Sometimes I think that I would make a good subject for hypnotism because I'm so suggestive.

For eg, I was experiencing some breast pain and went to my GP. He examined me and said he didn't feel anything worrying but would refer me to the breast clinic just in case. In the course of that exam, he pressed my armpit.

When he pressed my armpit, I remembered stuff I'd read online many years ago, during a previous scare - about lymph nodes. I figured he was checking my lymph nodes.

About 3 days later, I became convinced that I could feel pain in my armpit…. I want to stress that this seemed REAL and I was aware of the suggestion aspect of it, but even being aware of that didn't help. And it persisted, for weeks - even after an ultrasound on my armpit and breast at the breast clinic found nothing. Then some other health concern steals my attention (currently, chest pains), and I realise several days later that I haven't even thought of my armpit ONCE. And that therefore that was probably all in my mind. But it FELT real, damnit!

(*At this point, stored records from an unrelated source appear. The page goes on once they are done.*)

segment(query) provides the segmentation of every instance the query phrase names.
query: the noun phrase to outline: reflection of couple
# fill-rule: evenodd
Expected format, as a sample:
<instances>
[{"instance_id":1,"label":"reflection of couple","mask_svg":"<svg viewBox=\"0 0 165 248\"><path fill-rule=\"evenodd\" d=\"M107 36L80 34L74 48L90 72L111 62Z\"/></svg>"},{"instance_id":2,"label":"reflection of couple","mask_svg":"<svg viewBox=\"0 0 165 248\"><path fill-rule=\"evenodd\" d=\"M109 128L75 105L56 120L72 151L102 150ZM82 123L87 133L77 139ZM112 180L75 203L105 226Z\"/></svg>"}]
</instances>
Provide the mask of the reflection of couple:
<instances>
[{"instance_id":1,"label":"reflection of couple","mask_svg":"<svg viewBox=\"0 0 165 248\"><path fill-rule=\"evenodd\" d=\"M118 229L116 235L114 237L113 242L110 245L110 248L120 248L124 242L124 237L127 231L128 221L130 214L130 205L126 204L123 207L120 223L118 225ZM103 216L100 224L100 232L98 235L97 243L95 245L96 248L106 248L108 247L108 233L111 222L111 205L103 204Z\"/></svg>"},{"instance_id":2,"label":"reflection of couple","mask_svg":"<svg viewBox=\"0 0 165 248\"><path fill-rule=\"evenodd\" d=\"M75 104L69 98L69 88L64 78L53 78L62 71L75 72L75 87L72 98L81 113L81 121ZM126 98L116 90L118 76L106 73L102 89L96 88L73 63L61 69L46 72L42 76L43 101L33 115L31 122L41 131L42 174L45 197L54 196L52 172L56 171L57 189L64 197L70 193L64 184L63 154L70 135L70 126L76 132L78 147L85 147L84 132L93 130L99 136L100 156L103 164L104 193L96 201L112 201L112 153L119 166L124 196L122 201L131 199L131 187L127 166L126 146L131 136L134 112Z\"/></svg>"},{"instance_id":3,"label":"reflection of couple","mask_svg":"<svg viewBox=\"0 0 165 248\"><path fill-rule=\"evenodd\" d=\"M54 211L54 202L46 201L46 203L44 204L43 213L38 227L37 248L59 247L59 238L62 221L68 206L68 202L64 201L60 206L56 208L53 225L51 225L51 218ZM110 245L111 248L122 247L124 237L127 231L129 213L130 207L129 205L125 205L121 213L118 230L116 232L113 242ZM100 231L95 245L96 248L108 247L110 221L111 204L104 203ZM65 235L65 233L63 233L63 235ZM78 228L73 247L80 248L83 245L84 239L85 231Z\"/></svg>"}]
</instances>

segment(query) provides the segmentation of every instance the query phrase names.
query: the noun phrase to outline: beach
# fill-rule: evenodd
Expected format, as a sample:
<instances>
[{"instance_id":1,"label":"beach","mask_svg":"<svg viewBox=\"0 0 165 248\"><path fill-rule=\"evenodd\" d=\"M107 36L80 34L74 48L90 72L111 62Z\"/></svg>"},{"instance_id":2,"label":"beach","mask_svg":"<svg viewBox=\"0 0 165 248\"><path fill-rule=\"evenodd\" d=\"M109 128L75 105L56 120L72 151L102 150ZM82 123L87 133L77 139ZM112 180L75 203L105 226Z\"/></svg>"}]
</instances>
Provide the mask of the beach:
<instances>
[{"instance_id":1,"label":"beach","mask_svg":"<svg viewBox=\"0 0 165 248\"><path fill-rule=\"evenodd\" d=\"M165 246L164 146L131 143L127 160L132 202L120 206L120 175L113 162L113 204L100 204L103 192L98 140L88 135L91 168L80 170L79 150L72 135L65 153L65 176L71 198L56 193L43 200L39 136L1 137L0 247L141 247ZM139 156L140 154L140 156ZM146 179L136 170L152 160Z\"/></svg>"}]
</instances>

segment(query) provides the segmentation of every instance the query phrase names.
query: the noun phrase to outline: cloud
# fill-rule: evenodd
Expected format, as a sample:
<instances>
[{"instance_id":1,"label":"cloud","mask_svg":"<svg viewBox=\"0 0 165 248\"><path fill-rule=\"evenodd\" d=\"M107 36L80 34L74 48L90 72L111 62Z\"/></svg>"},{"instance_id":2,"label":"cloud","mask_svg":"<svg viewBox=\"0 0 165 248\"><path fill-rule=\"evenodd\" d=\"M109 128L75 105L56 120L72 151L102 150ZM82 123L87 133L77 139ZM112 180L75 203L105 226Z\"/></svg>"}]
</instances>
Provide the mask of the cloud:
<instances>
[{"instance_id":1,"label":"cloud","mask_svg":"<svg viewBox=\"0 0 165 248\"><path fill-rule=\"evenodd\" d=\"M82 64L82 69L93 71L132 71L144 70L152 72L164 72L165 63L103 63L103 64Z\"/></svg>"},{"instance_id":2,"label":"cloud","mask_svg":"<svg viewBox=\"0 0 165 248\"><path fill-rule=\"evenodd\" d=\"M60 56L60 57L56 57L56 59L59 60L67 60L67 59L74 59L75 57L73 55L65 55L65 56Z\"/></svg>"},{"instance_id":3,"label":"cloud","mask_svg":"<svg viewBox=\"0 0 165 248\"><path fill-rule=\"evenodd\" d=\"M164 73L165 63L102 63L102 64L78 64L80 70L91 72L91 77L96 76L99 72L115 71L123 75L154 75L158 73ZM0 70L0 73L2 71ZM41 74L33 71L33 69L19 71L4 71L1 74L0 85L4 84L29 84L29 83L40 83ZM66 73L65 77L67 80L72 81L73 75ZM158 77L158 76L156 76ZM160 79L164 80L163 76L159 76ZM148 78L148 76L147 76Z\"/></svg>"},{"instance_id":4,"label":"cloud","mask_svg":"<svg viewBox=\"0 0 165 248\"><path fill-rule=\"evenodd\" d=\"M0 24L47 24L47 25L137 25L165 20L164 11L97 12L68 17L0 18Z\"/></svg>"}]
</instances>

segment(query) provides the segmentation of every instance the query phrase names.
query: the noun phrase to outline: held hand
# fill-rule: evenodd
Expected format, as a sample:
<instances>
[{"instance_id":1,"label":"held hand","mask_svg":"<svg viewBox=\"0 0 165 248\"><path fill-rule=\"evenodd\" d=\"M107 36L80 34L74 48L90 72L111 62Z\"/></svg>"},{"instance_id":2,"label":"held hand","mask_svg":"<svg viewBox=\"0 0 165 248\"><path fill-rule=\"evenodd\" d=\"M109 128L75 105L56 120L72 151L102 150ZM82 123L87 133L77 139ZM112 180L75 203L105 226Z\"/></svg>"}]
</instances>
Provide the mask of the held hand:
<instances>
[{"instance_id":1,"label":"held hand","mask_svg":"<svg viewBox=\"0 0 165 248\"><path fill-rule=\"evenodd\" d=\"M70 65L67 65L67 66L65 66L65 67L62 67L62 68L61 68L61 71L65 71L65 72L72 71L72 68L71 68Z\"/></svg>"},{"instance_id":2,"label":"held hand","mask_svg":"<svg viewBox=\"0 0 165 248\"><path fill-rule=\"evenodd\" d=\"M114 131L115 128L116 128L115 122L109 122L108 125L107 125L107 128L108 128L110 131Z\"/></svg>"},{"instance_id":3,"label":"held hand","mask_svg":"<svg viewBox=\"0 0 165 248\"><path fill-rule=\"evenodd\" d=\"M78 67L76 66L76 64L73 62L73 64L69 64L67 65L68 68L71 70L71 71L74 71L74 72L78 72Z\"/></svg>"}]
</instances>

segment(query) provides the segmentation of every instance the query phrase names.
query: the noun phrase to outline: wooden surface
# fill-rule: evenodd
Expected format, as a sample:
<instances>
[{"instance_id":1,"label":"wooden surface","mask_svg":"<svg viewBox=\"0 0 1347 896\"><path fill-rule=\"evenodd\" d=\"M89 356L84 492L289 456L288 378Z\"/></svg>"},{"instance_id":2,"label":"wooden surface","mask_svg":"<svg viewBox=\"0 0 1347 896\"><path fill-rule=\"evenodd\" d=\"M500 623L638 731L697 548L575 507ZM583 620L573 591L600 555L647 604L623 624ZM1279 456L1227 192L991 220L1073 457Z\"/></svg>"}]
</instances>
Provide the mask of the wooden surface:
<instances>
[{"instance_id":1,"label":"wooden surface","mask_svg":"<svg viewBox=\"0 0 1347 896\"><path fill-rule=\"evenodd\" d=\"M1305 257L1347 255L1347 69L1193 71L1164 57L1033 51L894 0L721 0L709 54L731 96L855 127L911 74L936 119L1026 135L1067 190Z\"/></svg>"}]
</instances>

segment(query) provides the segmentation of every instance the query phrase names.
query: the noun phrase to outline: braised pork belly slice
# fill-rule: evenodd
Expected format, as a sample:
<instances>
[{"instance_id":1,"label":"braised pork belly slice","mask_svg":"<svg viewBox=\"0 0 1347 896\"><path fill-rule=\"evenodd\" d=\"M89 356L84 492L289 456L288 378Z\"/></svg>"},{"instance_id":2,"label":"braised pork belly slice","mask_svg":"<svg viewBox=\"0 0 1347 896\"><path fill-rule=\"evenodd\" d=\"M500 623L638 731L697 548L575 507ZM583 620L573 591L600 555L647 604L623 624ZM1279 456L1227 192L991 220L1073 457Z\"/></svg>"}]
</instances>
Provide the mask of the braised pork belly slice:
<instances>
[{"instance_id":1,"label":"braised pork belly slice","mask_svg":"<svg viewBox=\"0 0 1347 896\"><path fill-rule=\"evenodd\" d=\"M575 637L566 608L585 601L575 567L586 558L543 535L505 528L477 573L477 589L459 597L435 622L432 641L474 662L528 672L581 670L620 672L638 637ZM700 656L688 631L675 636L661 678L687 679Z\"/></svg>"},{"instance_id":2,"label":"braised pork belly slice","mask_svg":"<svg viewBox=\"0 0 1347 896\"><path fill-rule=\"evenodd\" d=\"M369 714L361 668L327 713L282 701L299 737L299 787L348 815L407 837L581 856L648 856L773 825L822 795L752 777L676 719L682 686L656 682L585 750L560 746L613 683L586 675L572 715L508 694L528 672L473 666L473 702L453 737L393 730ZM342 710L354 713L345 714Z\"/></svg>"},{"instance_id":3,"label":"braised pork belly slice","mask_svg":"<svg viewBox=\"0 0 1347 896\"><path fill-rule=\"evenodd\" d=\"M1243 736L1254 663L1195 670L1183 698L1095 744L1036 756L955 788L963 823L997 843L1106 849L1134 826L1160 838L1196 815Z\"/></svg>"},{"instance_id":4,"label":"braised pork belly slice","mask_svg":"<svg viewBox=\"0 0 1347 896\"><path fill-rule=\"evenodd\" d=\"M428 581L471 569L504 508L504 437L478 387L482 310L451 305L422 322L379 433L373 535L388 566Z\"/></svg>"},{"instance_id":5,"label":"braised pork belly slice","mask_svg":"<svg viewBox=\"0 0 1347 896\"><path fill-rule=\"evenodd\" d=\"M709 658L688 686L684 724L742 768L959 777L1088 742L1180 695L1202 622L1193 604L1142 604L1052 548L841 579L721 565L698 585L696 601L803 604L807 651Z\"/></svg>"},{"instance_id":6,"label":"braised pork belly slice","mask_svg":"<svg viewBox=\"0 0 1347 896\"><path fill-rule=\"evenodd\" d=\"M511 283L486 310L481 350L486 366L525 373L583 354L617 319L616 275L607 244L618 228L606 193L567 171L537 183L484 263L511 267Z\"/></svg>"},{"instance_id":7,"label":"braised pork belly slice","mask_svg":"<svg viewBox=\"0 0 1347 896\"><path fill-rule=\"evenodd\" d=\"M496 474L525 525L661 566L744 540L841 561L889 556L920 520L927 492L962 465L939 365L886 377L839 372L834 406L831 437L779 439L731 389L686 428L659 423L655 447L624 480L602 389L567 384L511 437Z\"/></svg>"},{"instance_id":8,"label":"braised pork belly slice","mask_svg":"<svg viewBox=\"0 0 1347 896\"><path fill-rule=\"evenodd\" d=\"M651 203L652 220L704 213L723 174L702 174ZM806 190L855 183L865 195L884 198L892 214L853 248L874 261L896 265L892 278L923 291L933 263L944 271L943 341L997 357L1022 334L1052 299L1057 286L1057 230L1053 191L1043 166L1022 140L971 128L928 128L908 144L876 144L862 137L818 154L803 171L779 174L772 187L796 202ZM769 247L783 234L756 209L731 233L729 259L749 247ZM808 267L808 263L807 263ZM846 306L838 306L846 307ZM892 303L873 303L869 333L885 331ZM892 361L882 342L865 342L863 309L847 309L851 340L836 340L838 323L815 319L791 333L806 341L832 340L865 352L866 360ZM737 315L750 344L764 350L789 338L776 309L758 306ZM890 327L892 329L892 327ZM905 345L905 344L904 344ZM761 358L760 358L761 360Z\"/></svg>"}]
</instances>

Or there was the time when my husband said 'that scare might be over, but you'll be on to the next one soon enough'. And I said 'no! there IS nothing else!'… but his statement made me think 'what would the next one be, what else is going on in my body that I'm worried about….?' and sure enough, I found something.

It kind of makes me think - am I more susceptible to suggestion than most? Is that why googling and reading stuff online freaks me out? Because most people could read it and not relate it to themselves, but for me it all is immediately applied to me. What is the role of suggestion in anxiety disorders??